Yet Kennedy’s biggest concern transcends that of forcing customers to pay $40 for a bottle of wine that previously cost $20. Dining out is usually not just about eating food, but having a certain kind of experiential outing, often with one’s spouse or friends.
If the European wine has become too pricey to be ordered, “They will say: ‘Let’s stay home tonight.’”
Furthermore, the margin for wine is usually generous and enables most Italian and upscale eateries to charge a modest sum for chicken parmigiana, for example. “It is product offerings like wine that allows the restaurants to absorb razor-thin margins on entrees,” Kennedy says.
Because the follow-up tariffs to the 25 percent already instituted on wines are still in the works and not authorized yet, Kennedy says, “We’re in uncharted territory. We have never seen a proposal this dramatic before, going from 25 percent tariffs to 100 percent.”
At Commander’s Palace, the venerable, 128-year-old Creole restaurant located in the Garden district of New Orleans, Dan Davis, its wine director, says, so far, the wine tariffs have had minimal impact on sales because those increases have been absorbed by distributors and producers.

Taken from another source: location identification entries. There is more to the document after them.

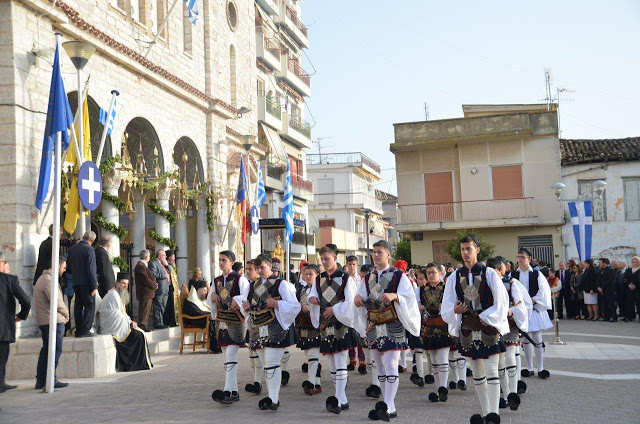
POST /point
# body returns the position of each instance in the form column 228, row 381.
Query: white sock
column 230, row 354
column 493, row 384
column 480, row 383
column 313, row 360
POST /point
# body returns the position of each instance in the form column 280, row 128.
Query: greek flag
column 581, row 219
column 192, row 5
column 287, row 211
column 111, row 119
column 261, row 194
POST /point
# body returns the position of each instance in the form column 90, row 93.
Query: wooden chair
column 191, row 329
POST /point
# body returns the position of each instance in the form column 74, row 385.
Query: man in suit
column 106, row 277
column 10, row 290
column 146, row 286
column 159, row 270
column 606, row 287
column 81, row 264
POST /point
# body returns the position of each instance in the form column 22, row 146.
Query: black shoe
column 443, row 394
column 373, row 391
column 492, row 418
column 522, row 387
column 417, row 380
column 59, row 384
column 254, row 388
column 333, row 405
column 514, row 401
column 476, row 419
column 285, row 378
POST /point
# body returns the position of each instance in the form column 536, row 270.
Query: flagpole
column 114, row 94
column 55, row 260
column 166, row 19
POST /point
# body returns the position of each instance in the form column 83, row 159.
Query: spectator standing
column 146, row 286
column 159, row 270
column 106, row 277
column 42, row 298
column 81, row 264
column 10, row 290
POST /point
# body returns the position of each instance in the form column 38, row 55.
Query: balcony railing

But he’s unnerved by the uncertainty that the next tariff could spike, which could come at any time, and would dampen future wine sales. “The marketplace doesn’t like uncertainty,” Davis says.

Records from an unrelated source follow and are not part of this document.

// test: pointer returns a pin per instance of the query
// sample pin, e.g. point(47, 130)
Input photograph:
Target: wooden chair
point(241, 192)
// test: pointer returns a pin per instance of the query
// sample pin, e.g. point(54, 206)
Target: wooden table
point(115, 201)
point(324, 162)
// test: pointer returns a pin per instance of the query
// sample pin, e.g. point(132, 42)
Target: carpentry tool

Moreover, orders made for wine in Europe are shipped by container, and take about six weeks to arrive. So that cargo of $300,000 wines could easily be valued at $600,000 upon arrival, and restaurants must pay in full on arrival to obtain it.
Davis says he will have to shift inventory and stock more South American, Australian, and South African wines because most of his customers “aren’t willing to pay $75 or $100 for wines.”

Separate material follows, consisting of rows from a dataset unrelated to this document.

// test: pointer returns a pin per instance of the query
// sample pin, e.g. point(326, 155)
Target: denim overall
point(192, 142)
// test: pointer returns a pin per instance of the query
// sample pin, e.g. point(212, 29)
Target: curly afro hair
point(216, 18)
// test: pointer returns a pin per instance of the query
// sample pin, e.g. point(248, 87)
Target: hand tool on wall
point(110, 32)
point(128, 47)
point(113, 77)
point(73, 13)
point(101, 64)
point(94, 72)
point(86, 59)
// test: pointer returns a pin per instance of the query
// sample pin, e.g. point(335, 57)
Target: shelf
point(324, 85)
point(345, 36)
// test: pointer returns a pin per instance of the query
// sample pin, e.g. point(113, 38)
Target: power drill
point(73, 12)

In the next year, Davis envisions the tariffs will not exert considerable impact. “But if these tariffs have dramatic effects on the marketplace and shift the most desirable French, Italian or Spanish wines to other parts of the globe like Asia, and we can’t get them, it will have an impact in five to ten years,” he says.
Nor does Davis think California wine sales will proliferate if European wines skyrocket in price. Customers who buy inexpensive wine for $20 will find replacements, and those with a more refined palette and buy $40 or $50 wines “won’t substitute California pinot noir rather than red burgundy.”